En inglés tienen una expresión que me encanta y para la que no encuentro un equivalente adecuado en español: to spend quality time with someone (lit. ‘pasar tiempo de calidad con alguien’). La expresión implica que este tiempo de calidad hace que «se estreche una relación», pero me imagino que esto ocurrirá de diferentes formas para cada uno. Yo siempre he asociado este quality time a buena conversación, esas en las que aprendes mucho: sobre ti, sobre tu interlocutor y sobre la vida, así, en general. Esta semana que pasé entre Cantabria y Asturias fue una semana repleta de quality time, pasado con muchas personas diferentes, casi todos nuevos conocidos que me trataron como a una vieja amiga.

De Asturias, donde pasé más tiempo que en Cantabria, tengo que nombrar a mucha gente: a María Cueto, que me llevó por el oriente asturiano, a conocer a María Luisa, a Vicenta y a su madre; a Elena del Olmo y su tío Manolo, gracias a los que conocí a la familia Suárez, en el extremo occidental; a José Manuel, Alicia y Juan, que me acogieron en su casa como si fuera de la familia y compartieron conmigo Gijón, la cuenca del Nalón y a José Luis y a Georgina.

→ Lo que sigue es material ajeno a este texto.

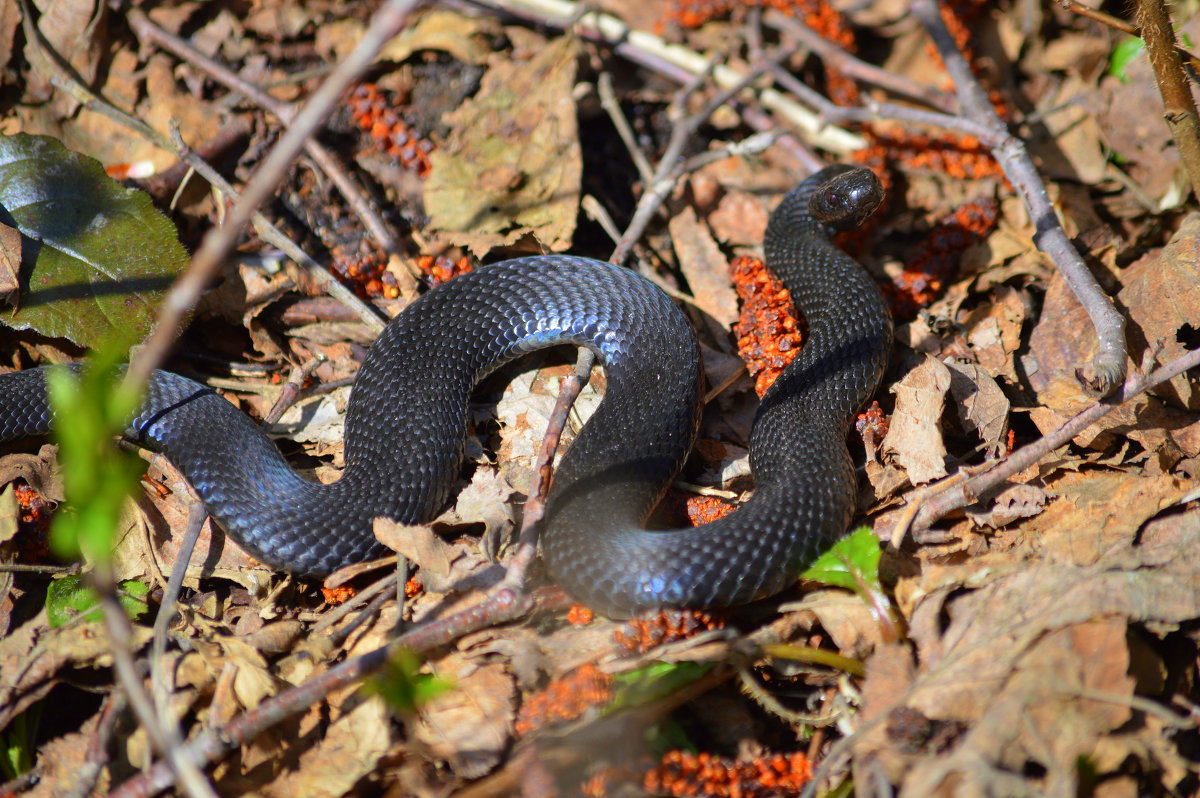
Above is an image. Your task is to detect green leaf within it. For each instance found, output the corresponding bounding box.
[367,648,454,714]
[46,573,149,627]
[0,133,187,347]
[801,526,882,593]
[611,661,710,710]
[47,333,145,565]
[1108,37,1144,84]
[0,703,40,780]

Gracies a todos los mentados por el tiempo que me dedicaron, tiempo con sello de calidad y denominación de origen.

Hareles el favor de resumir mis impresiones como lingüista acerca de Asturias, el asturiano y sus hablantes y de resistir la tentación de escribir largo y tendido sobre cada día en particular… Asturias tienen una variación lingüística fuera de lo común y extremadamente interesante para cualquier filólogo de lenguas romances. El terreno tiene buena parte de culpa de esta tremenda variación: en pueblos separados por pocos kilómetros (pero por ríos o montañas) encontramos formas de hablar muy diferentes. La experiencia de viajar con una experta como María Cueto que te indica por dónde pasan las isoglosas (las líneas imaginarias que separan dos áreas geográficas por cómo se realiza en ellas un rasgo concreto) no tiene precio, igual que no lo tiene ver que lo que aprendiste de asturiano en un sitio ya no te sirve en el vecino.

El paisaje lingüístico asturiano también se ve determinado por la diglosia: cuando dos variedades lingüísticas conviven en una misma área, es habitual que dichas variedades no se usen en los mismo ámbitos, sino que tengan un reparto «contextual». Fue difícil conseguir que me hablaran en los diferentes asturianos, bables o falas (más bien, solo lo conseguimos a ratos). Esto es, claro, lo más normal y lógico del mundo. En primer lugar, yo no lo hablo y, por lo tanto, parece una cuestión de cortesía elemental no dirigirse a mí en una lengua que me va a costar comprender. Pero muy importante también es el hecho de que el bable se usa con gente que conoces, con la que tienes confianza. Por eso, aunque una forastera como yo insista en que le interesa oír el auténtico asturiano, no es tan sencillo: para oírlo, hay que compartirlo. El bable se parece al quality time con el que empecé hoy: se saborea en compañía y debe ser correspondido.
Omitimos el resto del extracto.